The AI app builder workflow — what I actually do every day

Every solo founder is using AI now. Few have written down what their actual workflow looks like. This is mine — the prompts, the order, the parts I won't outsource.

Every solo founder building consumer software is using AI now.

Almost none have written down their actual workflow — the order, the prompts, the model choices, the parts they refuse to outsource. The genre is dominated by “10 prompts for ChatGPT” listicles that read like content marketing for the model providers.

This is what my workflow actually looks like. Not the aspirational version. The version I open my laptop to most days.

The shape of the day

My day has a fixed rhythm: planning in the morning, building in the middle, shipping or writing in the evening.
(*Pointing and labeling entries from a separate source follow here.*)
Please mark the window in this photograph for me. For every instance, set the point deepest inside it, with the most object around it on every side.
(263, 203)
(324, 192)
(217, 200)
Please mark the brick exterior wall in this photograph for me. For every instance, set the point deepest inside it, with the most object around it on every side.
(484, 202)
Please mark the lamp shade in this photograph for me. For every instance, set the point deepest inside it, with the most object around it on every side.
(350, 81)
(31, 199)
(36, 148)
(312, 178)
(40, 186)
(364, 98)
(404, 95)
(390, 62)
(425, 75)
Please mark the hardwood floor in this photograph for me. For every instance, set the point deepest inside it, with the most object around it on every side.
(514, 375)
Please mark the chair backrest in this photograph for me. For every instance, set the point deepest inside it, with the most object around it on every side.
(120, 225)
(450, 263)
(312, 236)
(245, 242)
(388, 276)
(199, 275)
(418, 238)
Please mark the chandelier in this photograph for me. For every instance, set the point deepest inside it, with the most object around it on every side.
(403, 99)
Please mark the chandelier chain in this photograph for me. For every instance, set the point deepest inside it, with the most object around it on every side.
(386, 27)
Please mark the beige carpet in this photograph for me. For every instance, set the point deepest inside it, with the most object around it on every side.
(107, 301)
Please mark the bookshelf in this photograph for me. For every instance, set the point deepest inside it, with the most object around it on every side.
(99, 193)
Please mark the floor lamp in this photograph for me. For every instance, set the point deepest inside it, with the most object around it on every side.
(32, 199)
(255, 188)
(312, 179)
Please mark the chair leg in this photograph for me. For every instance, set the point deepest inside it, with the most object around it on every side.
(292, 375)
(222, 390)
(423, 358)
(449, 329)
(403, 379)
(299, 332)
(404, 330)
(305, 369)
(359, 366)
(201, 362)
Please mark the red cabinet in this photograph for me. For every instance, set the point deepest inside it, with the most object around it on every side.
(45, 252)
AI sits inside each phase doing different work.

PhaseWhat I doWhere AI lives
MorningPlan the day, scope the next featureSpec writing, decision review
Mid-dayBuild, fix, refactorCode generation, code review, debugging
EveningShip, write, polishCopy editing, release notes, social posts

The rhythm isn’t “use AI for everything.” It’s “use AI for specific things, where it earns its keep.”

Phase 1: morning planning

Mornings start with a decision: what’s worth doing today? My default is to ship one user-visible thing every day. Not always a feature — sometimes it’s a copy fix, or a UI polish pass, or a bug nobody noticed. But something the user will encounter when they next open the app.

The job for AI here is spec writing. Before I write a line of code, I write a one-page spec for the thing I want to build. I write it as a conversation with Claude — I describe the problem, Claude pushes back, I refine. By the end of 15-20 minutes, I have:

  • A clear statement of what’s being built
  • The 2-4 design decisions the spec implies
  • The data model changes (if any)
  • The edge cases I might miss

This is the single highest-leverage use of AI in my whole workflow. It catches problems before I code. The cost of fixing a problem at the spec stage is roughly nothing. The cost of fixing it after I’ve shipped to TestFlight and a beta tester finds it is a whole afternoon of debugging plus one strained Slack conversation.

A representative spec dialogue:

Me: I want to add an in-app feedback flow to TripSquad. Three buttons: loving it, it’s okay, not great. Happy users go to Apple’s review prompt. The other two open a form.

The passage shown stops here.